Cotton Clouds Festival 2018 stage
Cotton Clouds Festival 2018 stage


Cotton Clouds Festival 2018

Epic Success for top local event


Alistair Cochrane

The first ever Friday of Cotton Clouds festival attracted the crowds despite the rain.

After a summer of near constant heatwaves and record-breaking temperatures, it would only be fitting for the Friday of Cotton Clouds to be one of the wettest days of the season. This did little to dampen the spirits of festival goers, however, on a night where the likes of the Pigeon Detectives and the Lightning Seeds topped the Friday night bill with their iconic brands of 90s and 00s indie.

An unfortunate end to what was a brilliant day of music, however, saw Ian Broudie’s men cut short due to the ten o’clock curfew, much to the dismay of the crowd who had been looking forward to celebrating England’s world cup run with a rousing performance of Three Lions.

Alas, said performance never arrived, like the weather though, this couldn’t take away from what was a wonderful Friday of performances, and an excellent aperitif for the big Saturday ahead. If you closed your eyes, put some shorts on and sheltered under a toasty food tent, you could quite easily have pretended you were on Venice beach, rather than Well-i-hole road, as Chali 2na and Krafty Kuts gave fans a taste of real old school hip hop.
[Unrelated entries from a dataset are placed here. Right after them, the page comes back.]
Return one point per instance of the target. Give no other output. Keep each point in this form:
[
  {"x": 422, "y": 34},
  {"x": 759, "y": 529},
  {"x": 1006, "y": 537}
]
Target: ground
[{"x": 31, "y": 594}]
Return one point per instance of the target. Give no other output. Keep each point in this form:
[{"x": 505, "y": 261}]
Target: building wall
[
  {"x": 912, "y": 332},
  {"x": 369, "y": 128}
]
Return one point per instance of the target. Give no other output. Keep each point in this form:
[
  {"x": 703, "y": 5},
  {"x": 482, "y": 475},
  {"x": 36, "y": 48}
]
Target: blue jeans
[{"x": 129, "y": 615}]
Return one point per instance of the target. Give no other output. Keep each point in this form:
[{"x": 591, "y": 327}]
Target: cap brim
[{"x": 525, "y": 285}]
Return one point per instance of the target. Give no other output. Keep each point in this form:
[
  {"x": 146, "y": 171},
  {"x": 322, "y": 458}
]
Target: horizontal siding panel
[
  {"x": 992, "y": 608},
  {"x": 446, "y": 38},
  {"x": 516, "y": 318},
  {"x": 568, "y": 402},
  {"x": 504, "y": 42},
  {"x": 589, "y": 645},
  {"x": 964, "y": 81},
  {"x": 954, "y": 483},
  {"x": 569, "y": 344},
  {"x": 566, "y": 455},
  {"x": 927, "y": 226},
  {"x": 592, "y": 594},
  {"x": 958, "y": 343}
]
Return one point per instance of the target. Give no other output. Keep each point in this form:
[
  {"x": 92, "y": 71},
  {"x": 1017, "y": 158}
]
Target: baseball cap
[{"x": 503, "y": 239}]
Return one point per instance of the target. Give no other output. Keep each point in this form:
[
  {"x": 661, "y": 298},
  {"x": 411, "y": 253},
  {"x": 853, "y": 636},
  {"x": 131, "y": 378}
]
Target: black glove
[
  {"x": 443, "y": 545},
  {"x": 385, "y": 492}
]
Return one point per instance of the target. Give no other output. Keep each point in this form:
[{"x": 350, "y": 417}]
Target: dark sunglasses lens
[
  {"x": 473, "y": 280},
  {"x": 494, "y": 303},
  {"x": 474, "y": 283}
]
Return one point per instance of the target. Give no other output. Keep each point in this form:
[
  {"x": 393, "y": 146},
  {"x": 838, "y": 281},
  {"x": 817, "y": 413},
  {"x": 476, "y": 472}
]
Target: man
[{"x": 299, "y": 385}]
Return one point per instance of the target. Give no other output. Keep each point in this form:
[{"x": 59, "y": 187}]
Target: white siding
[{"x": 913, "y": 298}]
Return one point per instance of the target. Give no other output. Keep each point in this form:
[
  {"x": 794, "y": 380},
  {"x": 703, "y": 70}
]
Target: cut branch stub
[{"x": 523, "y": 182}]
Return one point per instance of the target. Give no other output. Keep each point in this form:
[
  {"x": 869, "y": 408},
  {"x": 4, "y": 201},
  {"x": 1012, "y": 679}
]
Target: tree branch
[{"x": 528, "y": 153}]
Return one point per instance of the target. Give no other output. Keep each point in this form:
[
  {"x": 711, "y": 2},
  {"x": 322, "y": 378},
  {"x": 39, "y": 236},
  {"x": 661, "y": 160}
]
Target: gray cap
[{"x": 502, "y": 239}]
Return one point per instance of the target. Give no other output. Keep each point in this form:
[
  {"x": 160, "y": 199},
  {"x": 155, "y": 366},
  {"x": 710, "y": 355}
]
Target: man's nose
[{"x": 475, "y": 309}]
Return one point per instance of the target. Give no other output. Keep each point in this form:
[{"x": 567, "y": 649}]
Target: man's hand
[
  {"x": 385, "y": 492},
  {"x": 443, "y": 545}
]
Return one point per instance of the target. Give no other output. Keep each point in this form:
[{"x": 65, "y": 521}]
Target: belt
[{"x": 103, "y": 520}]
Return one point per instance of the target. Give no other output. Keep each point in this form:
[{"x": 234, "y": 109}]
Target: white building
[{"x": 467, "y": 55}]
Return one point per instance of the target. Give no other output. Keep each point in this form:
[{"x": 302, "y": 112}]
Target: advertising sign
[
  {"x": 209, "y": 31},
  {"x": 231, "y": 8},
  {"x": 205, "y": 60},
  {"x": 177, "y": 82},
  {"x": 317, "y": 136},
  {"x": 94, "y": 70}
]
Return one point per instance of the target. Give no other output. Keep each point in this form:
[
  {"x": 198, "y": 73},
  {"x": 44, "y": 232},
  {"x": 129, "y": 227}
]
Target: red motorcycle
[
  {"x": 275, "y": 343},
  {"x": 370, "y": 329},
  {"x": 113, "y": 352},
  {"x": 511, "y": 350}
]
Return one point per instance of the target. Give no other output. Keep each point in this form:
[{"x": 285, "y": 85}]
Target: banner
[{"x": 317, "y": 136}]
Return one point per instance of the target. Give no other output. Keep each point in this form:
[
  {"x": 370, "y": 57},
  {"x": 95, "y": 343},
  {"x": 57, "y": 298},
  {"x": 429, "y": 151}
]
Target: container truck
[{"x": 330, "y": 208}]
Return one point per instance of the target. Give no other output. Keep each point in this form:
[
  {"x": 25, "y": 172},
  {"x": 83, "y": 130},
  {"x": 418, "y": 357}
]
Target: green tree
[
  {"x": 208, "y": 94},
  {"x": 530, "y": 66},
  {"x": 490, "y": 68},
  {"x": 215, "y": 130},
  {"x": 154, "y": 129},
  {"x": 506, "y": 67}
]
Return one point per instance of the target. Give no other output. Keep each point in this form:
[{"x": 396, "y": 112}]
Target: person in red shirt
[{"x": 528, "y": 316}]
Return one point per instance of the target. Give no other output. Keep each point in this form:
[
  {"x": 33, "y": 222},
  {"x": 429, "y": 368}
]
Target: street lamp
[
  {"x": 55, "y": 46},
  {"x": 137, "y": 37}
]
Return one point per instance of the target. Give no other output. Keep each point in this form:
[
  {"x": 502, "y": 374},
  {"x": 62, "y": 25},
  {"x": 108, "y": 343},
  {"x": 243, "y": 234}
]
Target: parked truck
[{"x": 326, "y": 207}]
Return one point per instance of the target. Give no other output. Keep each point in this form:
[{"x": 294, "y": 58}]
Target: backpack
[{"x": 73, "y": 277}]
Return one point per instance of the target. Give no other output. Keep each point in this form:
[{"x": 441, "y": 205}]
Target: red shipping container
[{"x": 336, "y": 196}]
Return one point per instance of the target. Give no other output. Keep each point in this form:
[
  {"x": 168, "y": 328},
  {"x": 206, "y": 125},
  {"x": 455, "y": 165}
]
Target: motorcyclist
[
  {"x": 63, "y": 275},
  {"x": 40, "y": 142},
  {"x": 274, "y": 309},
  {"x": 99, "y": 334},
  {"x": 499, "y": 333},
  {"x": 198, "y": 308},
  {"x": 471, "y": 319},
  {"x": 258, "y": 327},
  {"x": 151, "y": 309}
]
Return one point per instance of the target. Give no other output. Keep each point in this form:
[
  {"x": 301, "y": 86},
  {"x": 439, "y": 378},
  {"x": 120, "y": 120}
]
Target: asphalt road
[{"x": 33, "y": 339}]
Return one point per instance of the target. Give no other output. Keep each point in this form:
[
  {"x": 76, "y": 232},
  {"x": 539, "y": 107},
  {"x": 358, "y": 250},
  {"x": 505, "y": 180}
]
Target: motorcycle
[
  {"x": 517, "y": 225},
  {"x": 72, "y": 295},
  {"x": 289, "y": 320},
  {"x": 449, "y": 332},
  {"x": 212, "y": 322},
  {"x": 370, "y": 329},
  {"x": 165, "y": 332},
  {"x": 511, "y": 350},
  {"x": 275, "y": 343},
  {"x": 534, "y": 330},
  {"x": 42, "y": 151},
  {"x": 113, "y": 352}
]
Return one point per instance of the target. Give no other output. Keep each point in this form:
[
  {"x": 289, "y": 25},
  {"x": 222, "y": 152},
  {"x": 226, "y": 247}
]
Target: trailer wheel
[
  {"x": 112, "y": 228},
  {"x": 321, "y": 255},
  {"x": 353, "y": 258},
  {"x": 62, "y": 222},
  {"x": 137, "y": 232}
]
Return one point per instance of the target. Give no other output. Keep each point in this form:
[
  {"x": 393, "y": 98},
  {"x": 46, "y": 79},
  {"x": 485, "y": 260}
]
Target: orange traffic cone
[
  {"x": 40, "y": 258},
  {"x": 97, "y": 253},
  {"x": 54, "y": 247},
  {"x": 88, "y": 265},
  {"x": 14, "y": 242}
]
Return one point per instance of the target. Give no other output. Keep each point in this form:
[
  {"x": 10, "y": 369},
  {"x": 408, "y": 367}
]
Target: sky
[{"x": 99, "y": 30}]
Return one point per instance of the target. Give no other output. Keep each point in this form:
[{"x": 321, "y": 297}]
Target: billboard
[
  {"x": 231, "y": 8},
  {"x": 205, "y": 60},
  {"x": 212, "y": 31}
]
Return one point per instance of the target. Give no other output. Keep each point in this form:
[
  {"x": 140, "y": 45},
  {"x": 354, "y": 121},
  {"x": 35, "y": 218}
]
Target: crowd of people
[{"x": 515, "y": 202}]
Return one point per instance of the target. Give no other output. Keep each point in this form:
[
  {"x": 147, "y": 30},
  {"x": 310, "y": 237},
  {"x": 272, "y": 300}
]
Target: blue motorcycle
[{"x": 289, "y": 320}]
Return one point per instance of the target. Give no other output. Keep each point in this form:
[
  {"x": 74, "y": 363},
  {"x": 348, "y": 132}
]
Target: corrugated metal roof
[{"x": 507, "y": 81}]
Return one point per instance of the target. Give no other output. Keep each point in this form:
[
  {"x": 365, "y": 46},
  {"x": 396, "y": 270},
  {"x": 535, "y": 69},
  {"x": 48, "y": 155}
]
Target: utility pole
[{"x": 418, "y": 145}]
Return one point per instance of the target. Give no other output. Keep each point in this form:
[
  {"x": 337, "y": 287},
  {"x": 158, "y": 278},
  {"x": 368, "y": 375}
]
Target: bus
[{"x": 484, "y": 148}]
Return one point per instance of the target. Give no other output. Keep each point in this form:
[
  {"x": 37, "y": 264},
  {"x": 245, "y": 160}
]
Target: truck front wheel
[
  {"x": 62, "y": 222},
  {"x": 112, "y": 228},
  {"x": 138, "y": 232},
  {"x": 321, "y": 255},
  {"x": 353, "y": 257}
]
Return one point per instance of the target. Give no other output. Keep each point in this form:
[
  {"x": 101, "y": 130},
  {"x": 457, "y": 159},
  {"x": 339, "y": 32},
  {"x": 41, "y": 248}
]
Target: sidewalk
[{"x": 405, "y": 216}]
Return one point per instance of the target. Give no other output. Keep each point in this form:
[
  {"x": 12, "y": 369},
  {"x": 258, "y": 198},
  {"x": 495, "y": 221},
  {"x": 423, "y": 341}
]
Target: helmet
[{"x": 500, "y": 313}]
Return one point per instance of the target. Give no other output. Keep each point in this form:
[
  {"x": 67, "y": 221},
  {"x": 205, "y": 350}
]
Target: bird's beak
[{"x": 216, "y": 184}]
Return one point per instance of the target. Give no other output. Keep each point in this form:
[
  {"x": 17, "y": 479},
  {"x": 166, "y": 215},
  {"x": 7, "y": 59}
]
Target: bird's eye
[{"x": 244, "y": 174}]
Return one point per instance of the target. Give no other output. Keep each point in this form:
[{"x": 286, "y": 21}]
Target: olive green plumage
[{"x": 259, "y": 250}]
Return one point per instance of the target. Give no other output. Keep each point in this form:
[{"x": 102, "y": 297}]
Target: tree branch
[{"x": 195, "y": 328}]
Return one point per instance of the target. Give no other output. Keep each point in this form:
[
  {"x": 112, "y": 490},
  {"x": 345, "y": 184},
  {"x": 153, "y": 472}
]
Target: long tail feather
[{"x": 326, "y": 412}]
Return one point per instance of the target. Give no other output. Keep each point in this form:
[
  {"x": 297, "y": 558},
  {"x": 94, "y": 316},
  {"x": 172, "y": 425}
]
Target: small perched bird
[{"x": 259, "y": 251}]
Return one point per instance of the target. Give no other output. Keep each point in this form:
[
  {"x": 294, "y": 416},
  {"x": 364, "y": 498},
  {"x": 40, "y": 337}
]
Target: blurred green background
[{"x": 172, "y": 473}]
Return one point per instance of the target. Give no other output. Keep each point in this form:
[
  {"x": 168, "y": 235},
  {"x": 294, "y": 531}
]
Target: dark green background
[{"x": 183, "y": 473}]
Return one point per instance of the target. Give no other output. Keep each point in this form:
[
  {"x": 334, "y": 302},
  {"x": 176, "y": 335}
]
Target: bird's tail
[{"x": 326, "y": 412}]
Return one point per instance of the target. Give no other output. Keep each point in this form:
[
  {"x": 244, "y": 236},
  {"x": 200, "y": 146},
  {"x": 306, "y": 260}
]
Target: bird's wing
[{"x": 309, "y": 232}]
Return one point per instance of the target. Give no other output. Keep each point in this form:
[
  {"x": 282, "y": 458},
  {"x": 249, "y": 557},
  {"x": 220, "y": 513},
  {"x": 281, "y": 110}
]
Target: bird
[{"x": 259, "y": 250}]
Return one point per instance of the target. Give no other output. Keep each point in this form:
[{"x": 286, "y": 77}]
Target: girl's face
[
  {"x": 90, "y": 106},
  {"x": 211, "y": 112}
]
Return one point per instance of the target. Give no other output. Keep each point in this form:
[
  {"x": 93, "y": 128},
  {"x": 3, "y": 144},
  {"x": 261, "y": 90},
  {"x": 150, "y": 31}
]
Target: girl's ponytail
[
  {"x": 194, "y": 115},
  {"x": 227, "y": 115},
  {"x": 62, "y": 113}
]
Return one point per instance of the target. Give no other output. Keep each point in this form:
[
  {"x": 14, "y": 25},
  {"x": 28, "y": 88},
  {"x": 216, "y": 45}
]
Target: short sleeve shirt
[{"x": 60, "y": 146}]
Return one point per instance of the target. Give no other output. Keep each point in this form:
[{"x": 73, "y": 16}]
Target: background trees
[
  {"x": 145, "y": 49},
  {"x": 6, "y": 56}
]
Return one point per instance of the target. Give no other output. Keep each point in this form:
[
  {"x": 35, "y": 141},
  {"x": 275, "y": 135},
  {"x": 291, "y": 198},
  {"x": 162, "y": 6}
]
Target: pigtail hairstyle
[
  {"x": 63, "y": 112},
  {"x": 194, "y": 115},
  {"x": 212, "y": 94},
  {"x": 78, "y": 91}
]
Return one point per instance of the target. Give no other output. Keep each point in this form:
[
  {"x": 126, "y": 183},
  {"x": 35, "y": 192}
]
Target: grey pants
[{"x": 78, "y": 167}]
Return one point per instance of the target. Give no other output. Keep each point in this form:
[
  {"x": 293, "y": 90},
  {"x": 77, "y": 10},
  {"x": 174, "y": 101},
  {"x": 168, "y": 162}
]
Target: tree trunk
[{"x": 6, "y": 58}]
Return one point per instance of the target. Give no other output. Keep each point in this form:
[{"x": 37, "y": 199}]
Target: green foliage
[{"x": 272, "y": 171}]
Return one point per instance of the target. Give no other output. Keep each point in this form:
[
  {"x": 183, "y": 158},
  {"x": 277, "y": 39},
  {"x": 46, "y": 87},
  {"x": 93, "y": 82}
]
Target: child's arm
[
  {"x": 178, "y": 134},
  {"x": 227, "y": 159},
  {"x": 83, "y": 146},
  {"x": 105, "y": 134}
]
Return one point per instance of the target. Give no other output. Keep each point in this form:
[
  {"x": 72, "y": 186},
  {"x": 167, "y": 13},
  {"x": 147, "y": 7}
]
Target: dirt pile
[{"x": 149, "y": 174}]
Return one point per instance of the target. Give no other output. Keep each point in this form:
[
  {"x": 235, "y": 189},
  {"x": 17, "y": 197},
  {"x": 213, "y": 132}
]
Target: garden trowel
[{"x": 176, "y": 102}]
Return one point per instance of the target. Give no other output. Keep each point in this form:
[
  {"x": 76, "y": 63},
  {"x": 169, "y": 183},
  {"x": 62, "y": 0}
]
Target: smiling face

Cotton Clouds Festival 2018-3
Cotton Clouds Festival 2018-3

The pair played classics from the likes of Dr Dre and Mobb Deep before the former Jurassic 5 man called upon his own group’s repertoire. The set was an absolute hit with just about everyone, although 2na may have overestimated the Saddleworth crowd’s knowledge of old school hip hop when he asked them to sing along to the chorus of Jurassic’s The Influence.

Later in the day the rains finally began to ease off, just in time for The Pigeon Detectives to bring some real indie energy to the stage. This time the crowd did know the words as the band turned their back catalogue of indie rock, including notable hits, I Found out and Take Her Back from their seminal 2007 debut album, Wait for Me. Lead singer Matt Bowman was never still on the stage as fans pointed to the skies and jumped along to the best the Leeds band had to offer.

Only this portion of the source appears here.